You can’t just ignore those sources—and trying to recreate all this logic at the center is a nightmare, as our experience with the enterprise directory taught us. In a world where everything is everywhere—identities, apps, devices—you can’t just reinvent identity data into a hard-coded central system. To build your IdP, you must be able to publish, pull, and transform data, aggregating where needed, and integrating where it makes sense, while letting each local system capture the information it needs to do its job. You need a way to harness your distributed local identity sources, elevating the identity and attributes they contain so you can “manage globally,” while letting each specialized silo stay authoritative for what it does best, which is “act locally.”

Beyond Virtual Directory: A Federated Identity System Based on Virtualization

We believe you need virtualization to federate your identity stores, acting as a transformative, consistent, dynamic clearinghouse layer. But you need also a central point to store this complex image and deliver it to the myriad of applications that will consume it. And this is where the evolution of identity virtualization becomes very important. You need a system that can flexibly aggregate, reconcile, integrate, and synchronize all your data into this federated Identity store.

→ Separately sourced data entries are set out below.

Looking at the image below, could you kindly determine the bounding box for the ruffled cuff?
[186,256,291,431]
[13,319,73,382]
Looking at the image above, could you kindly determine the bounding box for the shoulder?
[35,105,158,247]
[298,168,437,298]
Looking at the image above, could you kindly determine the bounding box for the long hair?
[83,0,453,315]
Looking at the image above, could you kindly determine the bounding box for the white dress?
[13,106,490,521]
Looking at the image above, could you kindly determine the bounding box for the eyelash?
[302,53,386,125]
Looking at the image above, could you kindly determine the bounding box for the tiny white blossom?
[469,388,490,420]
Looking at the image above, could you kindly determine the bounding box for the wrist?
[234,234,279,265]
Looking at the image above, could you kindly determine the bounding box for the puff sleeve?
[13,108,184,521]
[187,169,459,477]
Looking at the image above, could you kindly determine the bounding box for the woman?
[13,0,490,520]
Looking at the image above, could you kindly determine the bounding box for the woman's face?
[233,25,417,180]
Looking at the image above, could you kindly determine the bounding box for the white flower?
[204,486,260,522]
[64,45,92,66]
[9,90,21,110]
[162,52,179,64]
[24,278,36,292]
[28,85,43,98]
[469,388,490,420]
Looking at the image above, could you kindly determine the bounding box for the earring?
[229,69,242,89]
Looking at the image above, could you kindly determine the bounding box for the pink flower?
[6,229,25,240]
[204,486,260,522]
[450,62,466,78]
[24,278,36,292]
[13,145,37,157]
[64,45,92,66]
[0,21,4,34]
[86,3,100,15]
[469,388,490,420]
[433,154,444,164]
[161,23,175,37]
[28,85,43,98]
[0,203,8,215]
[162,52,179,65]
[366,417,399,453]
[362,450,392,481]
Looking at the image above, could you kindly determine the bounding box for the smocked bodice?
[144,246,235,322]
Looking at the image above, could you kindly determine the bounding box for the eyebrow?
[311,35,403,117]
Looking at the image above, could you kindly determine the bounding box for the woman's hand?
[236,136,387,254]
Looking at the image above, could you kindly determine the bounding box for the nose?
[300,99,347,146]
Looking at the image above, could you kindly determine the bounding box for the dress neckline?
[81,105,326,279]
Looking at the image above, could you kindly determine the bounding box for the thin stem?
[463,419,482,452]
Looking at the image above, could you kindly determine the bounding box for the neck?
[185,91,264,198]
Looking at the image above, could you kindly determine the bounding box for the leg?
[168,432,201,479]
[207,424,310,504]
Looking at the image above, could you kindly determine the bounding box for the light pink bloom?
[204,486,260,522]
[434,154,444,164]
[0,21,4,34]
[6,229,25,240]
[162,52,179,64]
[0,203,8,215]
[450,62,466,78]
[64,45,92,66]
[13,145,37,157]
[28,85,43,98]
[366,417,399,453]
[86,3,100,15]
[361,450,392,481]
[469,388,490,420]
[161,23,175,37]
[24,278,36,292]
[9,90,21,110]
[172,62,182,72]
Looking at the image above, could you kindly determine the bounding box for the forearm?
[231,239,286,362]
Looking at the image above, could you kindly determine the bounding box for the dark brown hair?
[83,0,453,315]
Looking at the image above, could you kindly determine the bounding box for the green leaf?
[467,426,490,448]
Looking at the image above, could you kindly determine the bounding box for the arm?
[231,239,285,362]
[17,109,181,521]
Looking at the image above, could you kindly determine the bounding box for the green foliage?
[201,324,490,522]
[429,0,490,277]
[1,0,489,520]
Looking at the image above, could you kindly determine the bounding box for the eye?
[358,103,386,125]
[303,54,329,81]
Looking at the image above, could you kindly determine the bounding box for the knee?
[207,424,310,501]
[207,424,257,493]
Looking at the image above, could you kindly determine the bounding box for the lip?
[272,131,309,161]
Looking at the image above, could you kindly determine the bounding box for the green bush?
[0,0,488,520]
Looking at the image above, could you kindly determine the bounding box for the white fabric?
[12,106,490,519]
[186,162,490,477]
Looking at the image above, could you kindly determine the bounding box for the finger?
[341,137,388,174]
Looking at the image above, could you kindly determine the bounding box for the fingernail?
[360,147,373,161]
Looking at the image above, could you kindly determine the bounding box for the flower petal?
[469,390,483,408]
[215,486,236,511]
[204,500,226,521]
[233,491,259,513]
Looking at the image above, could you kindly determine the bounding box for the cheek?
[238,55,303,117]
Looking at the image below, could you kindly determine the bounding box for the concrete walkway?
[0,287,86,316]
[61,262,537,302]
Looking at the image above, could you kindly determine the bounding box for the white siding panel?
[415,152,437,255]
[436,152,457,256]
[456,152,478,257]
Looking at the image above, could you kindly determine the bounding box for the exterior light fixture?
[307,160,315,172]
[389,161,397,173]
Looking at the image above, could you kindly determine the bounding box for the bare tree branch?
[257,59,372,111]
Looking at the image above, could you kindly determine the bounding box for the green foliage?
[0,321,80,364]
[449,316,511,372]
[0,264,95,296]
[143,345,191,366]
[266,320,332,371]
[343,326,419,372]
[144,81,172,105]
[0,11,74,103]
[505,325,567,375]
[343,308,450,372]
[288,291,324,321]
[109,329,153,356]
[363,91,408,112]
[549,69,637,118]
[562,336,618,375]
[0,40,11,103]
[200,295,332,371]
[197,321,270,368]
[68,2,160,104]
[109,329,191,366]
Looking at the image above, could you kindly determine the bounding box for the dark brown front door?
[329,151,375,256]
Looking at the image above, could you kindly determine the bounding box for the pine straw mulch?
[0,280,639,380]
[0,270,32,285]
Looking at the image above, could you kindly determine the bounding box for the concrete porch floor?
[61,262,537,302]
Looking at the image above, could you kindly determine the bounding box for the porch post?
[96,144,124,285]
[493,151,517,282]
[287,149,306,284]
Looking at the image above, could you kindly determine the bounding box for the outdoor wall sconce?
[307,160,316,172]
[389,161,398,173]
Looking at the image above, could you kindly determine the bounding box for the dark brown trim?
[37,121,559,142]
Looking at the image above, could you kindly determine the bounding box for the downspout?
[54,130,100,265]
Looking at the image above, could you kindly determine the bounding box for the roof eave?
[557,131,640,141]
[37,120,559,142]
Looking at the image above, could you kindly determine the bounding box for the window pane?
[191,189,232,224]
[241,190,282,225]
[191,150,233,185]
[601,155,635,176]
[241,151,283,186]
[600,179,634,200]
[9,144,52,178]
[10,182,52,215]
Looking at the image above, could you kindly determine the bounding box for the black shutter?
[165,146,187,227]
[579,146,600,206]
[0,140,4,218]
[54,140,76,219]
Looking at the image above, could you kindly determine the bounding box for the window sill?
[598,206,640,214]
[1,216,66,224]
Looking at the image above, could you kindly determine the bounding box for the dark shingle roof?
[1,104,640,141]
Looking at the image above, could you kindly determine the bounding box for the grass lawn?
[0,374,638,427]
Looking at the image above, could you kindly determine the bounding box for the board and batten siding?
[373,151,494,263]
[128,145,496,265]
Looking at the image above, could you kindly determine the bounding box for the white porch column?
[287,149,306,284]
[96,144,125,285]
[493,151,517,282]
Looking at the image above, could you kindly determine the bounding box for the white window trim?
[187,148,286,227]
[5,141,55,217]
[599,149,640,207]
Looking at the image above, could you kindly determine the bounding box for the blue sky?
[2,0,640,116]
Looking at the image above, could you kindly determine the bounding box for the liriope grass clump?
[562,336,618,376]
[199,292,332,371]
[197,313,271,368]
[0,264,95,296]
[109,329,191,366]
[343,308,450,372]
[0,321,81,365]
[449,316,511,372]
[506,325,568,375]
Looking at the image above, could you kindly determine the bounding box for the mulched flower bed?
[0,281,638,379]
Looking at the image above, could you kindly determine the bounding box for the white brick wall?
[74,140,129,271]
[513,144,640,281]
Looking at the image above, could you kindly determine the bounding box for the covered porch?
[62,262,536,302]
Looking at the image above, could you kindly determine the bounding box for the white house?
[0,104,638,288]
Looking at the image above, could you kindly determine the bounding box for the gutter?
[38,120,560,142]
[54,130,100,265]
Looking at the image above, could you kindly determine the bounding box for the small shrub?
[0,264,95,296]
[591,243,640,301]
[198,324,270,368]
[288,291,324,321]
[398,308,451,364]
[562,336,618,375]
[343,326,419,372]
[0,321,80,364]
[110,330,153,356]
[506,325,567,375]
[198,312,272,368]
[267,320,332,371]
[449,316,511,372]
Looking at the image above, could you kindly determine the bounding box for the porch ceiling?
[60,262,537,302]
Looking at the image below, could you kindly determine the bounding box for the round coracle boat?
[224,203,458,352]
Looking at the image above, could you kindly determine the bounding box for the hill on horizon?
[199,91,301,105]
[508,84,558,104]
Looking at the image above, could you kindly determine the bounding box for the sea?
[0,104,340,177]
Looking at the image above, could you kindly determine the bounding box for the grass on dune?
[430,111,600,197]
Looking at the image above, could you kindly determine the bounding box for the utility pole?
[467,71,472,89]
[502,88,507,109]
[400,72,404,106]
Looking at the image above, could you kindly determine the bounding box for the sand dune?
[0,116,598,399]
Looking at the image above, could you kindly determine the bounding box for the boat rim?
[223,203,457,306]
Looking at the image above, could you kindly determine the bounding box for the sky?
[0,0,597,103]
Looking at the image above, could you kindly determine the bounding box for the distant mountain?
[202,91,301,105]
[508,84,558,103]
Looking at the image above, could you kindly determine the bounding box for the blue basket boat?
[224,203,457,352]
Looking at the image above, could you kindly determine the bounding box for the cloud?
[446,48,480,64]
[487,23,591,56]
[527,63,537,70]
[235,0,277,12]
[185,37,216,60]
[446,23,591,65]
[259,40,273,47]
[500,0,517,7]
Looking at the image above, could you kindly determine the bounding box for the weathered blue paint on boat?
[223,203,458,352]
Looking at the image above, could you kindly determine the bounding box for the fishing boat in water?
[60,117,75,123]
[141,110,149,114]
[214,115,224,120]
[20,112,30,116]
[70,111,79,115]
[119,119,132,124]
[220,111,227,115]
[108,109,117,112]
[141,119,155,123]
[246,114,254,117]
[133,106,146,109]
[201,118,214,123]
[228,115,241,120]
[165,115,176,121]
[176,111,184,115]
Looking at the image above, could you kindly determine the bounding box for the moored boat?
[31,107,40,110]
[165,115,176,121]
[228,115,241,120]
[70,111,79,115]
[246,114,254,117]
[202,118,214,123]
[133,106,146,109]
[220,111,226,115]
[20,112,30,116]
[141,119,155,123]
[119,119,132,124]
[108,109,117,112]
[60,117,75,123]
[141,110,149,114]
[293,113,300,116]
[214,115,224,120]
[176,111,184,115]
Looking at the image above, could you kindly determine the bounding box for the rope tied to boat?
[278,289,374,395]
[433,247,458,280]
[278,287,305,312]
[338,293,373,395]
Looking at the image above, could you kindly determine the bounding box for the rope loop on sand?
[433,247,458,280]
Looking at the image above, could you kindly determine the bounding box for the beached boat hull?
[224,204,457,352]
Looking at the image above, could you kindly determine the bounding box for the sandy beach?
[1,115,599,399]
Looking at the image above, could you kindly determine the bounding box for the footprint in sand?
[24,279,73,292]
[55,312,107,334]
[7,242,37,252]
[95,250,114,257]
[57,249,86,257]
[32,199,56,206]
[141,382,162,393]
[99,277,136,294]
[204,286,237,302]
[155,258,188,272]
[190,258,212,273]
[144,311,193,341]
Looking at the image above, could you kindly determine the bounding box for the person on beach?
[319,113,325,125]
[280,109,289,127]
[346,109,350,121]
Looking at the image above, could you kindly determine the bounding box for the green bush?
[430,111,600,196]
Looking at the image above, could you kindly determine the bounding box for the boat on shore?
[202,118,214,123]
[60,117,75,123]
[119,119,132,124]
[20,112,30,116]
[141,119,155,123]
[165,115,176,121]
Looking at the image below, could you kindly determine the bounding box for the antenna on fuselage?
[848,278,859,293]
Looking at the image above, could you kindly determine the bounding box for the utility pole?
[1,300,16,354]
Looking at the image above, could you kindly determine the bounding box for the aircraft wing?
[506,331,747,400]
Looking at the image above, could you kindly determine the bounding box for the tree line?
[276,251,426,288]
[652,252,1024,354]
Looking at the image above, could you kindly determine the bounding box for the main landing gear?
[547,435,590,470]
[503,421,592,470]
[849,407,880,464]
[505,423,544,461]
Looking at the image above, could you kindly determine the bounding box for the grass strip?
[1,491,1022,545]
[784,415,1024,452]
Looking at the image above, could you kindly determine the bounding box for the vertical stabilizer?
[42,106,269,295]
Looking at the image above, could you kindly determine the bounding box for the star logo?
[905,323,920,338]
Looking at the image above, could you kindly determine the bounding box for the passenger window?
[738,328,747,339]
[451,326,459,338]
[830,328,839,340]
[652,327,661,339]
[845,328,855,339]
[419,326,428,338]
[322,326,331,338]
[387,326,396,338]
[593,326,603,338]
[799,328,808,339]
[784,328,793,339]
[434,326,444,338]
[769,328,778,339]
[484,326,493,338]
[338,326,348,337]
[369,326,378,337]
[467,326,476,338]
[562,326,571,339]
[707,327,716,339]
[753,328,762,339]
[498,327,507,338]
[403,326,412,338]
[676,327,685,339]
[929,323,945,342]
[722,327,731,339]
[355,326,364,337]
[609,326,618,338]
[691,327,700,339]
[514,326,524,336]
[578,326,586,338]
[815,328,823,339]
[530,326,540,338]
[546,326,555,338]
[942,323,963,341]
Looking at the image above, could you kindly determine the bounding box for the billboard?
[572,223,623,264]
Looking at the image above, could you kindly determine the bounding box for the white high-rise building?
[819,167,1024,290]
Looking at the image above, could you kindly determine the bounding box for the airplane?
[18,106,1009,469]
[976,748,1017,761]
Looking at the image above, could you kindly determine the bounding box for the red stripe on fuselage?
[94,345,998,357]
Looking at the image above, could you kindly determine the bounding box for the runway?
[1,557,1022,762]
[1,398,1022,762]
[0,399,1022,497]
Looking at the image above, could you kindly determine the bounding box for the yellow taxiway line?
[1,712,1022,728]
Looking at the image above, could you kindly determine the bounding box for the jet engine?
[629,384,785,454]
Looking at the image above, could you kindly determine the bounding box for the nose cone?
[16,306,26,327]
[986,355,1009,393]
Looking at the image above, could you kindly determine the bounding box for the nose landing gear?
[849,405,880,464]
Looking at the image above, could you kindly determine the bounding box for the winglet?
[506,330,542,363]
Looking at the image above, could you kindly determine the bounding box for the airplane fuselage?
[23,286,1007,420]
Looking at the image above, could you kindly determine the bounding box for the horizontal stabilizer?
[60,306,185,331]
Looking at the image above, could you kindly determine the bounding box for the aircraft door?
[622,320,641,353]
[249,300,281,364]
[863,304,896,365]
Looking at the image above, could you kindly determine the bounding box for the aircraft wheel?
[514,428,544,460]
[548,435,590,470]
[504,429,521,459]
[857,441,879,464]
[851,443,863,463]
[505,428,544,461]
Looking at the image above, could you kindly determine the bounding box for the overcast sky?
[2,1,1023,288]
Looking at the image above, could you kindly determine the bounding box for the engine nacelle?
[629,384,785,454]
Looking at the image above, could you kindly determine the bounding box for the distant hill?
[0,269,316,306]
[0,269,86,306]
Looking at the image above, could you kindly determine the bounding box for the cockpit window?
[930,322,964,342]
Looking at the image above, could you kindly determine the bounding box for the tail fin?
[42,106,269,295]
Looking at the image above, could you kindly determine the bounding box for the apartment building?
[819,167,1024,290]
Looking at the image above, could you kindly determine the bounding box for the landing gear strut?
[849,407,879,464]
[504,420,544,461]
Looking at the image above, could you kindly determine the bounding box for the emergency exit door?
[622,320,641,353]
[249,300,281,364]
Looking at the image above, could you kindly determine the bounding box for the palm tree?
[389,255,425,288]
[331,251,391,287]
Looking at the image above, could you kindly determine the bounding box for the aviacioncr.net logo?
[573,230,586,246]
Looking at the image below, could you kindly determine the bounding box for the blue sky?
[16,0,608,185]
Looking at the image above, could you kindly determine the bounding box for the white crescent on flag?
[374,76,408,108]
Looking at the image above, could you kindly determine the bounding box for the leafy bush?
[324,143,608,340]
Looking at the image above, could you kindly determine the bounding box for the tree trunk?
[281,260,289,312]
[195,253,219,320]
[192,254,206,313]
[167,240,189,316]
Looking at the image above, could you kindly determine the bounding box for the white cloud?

Now, we invented the virtual directory—an abstraction layer that protects your applications from the complexity of backend identity silos. This layer was designed to act as routing logic, forwarding calls to the right sources, and mapping back the results on the fly. And this what’s still delivered by all other “virtual directory” vendors. But we didn’t stop there. Over the years, with lots of feedback from our customers, we’ve evolved our virtualization solution way beyond the virtual directory as a “smart proxy.” We enhanced richness and robustness, adding more complex operations, including identity disambiguation, correlation, and advanced distributed join.

Of course, when you add volume, which is an inescapable reality these days—you have to be able to scale, as well, and this means you need to actually start storing the system. So we materialize this complex transformation in a common directory, with all the advantages of classic LDAP—easy replication, easy scale-out through partitioning—that can be easily accessed by any application. This directory contains a “federated image” of your system, which is kept up-to-date through smart synchronization. And what could be better that a plain classical directory as the end point, the IdP? This is proven technology, just pick your favorite flavor—it’s even been commoditized with excellent results through open source, which makes it way less expensive than the large-vendor solutions of yesterday.

Cloud SSO and a Complete Profile: Identity as a Competitive Advantage

With our model-driven virtualization, you can create a federated directory that captures data from each local store, remaps and rationalizes that data to overcome protocol differences and user collision, then transforms it with a keystroke to meet the needs of each consuming application. Such a system delivers a global list of users where every user is represented once to enable authentication and single sign-on, as well as a global profile of each user for richer, more finely-grained authorization.

And we’ll keep telling you about this federated identity service based on virtualization and why it’s so important for your identity infrastructure. But for now, let me just say that it’s great to have Salesforce validating our approach—and once the hype dies down and the dust settles, we believe we will be a key part of feeding the federated directory structure Benioff references, whether that’s on the cloud with Salesforce, or even Office 365, or on premise.

Welcome to your new identity: federated, virtualized, and fully flexible.